Pore space structure catalyst of the present invention, the poly-metal deoxide pore space structure for catalyzing carbon nanotube growth are urged Agent.The method is continuous preparation method, including successive soln charging and the discharging of continuous nozzle.
The technical scheme is that:
A kind of method of continuous producing carbon nano-tube poly-metal deoxide pore space structure catalyst, by active metal salt and go from Sub- water is configured to active metal salt solution and inert metal salt and is configured to the aqueous slkali of inert metal salt with lye to be continuously pumped into Reaction member under certain condition, carries out precipitation reaction and prepares presoma in the reaction cell, and reactant is filtered, washing, dry It obtains preparing carbon nanotubes poly-metal deoxide pore space structure catalyst after dry, roasting, screening.

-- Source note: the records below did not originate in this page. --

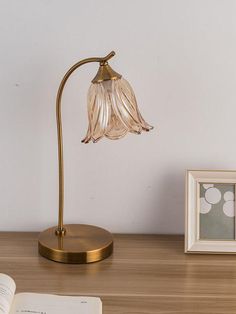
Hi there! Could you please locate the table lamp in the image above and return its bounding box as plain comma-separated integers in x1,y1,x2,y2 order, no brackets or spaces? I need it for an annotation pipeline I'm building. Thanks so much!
38,51,152,263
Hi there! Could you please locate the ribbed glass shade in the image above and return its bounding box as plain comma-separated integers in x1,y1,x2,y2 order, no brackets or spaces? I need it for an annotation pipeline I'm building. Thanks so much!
82,78,153,143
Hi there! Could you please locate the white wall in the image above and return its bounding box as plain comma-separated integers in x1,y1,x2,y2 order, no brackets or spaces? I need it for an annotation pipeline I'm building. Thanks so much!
0,0,236,233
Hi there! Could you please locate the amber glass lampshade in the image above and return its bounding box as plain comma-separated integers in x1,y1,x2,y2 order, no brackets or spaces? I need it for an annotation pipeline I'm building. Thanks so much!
82,77,152,143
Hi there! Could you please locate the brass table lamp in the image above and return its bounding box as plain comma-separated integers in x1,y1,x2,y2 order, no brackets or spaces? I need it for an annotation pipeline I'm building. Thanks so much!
38,51,152,263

A kind of continuous producing carbon nano-tube method of poly-metal deoxide pore space structure catalyst, is as follows, Including:
(1)Active metal salt and deionized water are configured to solution A, and A liquid is active metal salt solution, mass fraction 5%-60%;
(2)Inert metal salt and Alkali liquid compounding are into solution B, and B liquid is the aqueous slkali of inert metal salt, mass fraction 2%-60%;
(3)A and B solution are continuously delivered continuously to reaction member by accurate measurement pump, and the flow volume ratio of wherein A and B are A:B =0.7-1.5:1;
(4)Reaction temperature is 15 DEG C -80 DEG C, reaction pressure 0.05Mpa-0.2Mpa, and material carries out in micro passage reaction Reaction, the residence time is in 3-8s, then continuous ejection;
(5)Material is filtered, washing, and overnight, 350-700 DEG C of roasting, screening obtains product for 70-150 DEG C of drying.

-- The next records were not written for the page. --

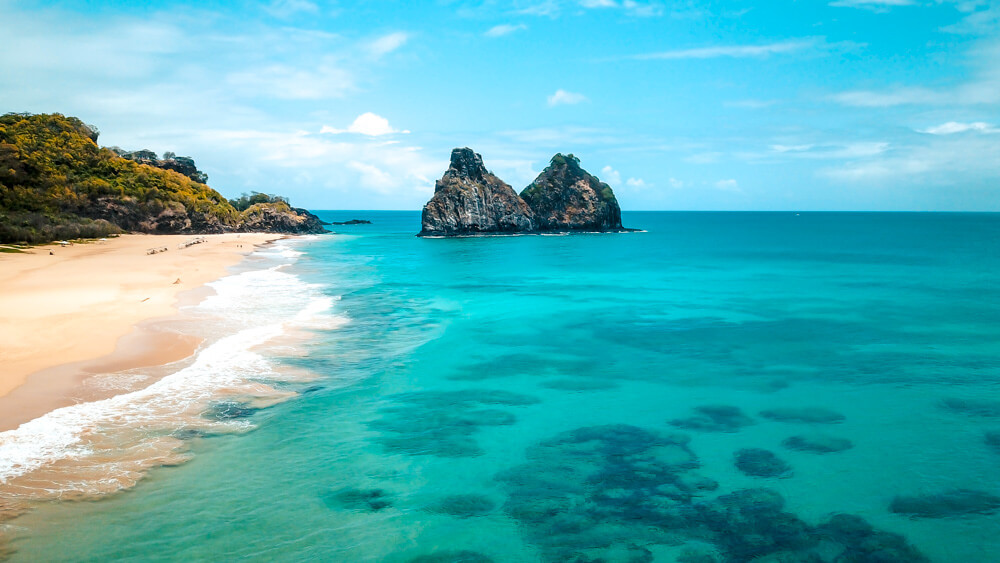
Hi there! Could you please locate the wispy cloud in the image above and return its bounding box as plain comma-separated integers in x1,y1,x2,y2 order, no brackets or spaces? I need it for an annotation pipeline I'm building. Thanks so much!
483,23,528,37
548,89,587,107
830,0,916,12
611,39,821,61
368,31,410,59
601,166,650,190
320,111,409,137
264,0,319,18
920,121,1000,135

The features of the present invention also has:
The step(3)Reaction member for micro passage reaction, micro passage reaction for covering 1nm-50mm single channel, One or more combinations in multichannel, Parallel Unit, the parallel system of highly dense, micro passage reaction material are carbonization Silicon ceramics, glass, quartz, stainless steel, Hastelloy or graphite.
The active metal salt is the one or more of iron, nickel, cobalt, manganese, platinum, aluminium, the nitrate of magnesium or sulfate, The mass fraction of active metal salt solution is preferably 20%-50%;The high active metal salt solution reaction rate of concentration faster, is reduced The volume of reaction system, short preparation period, but excessively high rear precipitate speed is accelerated, easy blocking pipeline, the present invention rationally control Active metal salt solution concentration processed.
Inert metal salt is ammonium molybdate, the one or more of ammonium carbonate;Lye for sodium hydroxide or ammonium hydroxide it is a kind of or Person mixes;The preferred 5%-50% of mass fraction of the aqueous slkali of inert metal salt, the high active metal salt solution reaction rate of concentration Faster, the volume of reaction system, short preparation period are reduced, but excessively high rear precipitate speed is accelerated, easy blocking pipeline, this hair The concentration of the aqueous slkali of bright reasonable control inert metal salt.
The flow volume ratio of the active metal salt solution and inert metal salting liquid is 0.7:1 - 1.5:1, be preferably 0.9-1.3:1, further preferably 1:1, rational usage ratio so that two kinds of solution of A and B mix more uniform stabilization.
The step(5)Drying temperature for 100-120 DEG C, calcination temperature is 400 DEG C -600 DEG C;Drying temperature is in 100- During 120 DEG C of sections, drying efficiency is faster and the material hardness of generation is moderate;Calcination temperature can ensure to imitate at 400-600 DEG C The active site section of narrow distribution is obtained on the premise of rate.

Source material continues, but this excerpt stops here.